Namun, hasratnya untuk merantau begitu besar. Baru setahun di MULO, ia pada tahun 1941 merantau ke Batavia. Ia pun melanjutkan pendidikannya di sana. Entah kenapa ia memilih Batavia, bukan bersekolah ke luar negeri seperti kebanyakan orang-orang Sumatera waktu itu, termasuk pamannya yang kelak menjadi Perdana Menteri Indonesia, Sutan Sjahrir.

Di Batavia, Chairil awalnya juga menumpang di rumah Sutan Sjahrir, di Jalan Damrink atau Jalan Latuharhary Nomor 19 sekarang. Ketika itu, Sjahrir baru saja pulang setelah masa pengasingannya oleh pemerintah kolonial Belanda di Sukabumi-Jawa Barat, setelah dibuang ke Banda Neira (Maluku) dan Boven Digoel (Papua).
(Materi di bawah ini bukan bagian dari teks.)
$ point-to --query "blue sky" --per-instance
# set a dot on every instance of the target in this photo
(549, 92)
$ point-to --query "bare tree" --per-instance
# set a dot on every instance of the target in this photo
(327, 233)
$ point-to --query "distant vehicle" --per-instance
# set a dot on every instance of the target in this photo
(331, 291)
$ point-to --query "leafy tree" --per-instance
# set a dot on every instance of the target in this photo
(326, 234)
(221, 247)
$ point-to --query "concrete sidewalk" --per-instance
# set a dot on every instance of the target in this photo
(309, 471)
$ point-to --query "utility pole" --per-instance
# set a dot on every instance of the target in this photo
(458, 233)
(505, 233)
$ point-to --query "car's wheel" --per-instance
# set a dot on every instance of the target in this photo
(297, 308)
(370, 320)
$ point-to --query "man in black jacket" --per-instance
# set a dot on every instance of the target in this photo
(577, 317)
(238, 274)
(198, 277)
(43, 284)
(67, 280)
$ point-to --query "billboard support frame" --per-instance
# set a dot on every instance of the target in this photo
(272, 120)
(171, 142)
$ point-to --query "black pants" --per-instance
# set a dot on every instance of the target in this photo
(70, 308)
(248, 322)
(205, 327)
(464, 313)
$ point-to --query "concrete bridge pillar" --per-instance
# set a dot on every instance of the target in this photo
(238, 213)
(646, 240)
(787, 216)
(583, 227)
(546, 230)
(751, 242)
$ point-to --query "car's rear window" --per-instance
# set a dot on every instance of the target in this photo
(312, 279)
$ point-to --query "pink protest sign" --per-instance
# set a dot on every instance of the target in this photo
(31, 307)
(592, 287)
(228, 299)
Di Batavia, dengan mengantungi bekal uang yang lumayan besar dari ayahnya, Chairil langsung membuat jas di penjahit yang terkenal pada masa itu, Djoemala, pemilik Broadway Store di Jalan Kramat Raya. Kelak, Djoemala menjadi bintang film tersohor dan menambahkan gelar “raden” di depan namanya meski bukan seorang priyayi.

Chairil sendiri sempat kesal dengan gaya Djoemala yang berubah setelah menjadi artis. “Heh, dia sekarang mau melagak kepadaku. Biar bagaimanapun juga dia adalah tukang jahitku dulu,” kata Chairil, sebagaimana dikisahkan Sjamsulridwan dalam artikel di Mimbar Indonesia edisi Maret-April 1968, yang bertajuk “Chairil Anwar semendjak Masa Kanak-Kanak”.

Kalau zaman sekarang, Chairil Anwar pada masa itu memang bisa dibilang sebagai pria sosialita, padahal ia baru duduk di bangku kelas 2 MULO. Penampilannya perlente dan suka berpesta dengan kalangan atas. Juga kerap mentraktir para perempuan cantik untuk menonton film atau sandiwara Miss Tjitjih, yang dibintangi S. Roekiah, bintang film yang juga terkenal pada masanya. Malah, Chairil sempat menjalin hubungan yang sangat dekat dengan seorang perempuan berkebangsaan Prancis dan menjadi posesif, sampai-sampai gadis itu tak mau ia perkenalkan kepada seorang temannya yang gagah dan ganteng.

“Aku tidak akan membawa gadis Prancis itu kepadanya,” ujar Chairil kepada Sjamsulridwan.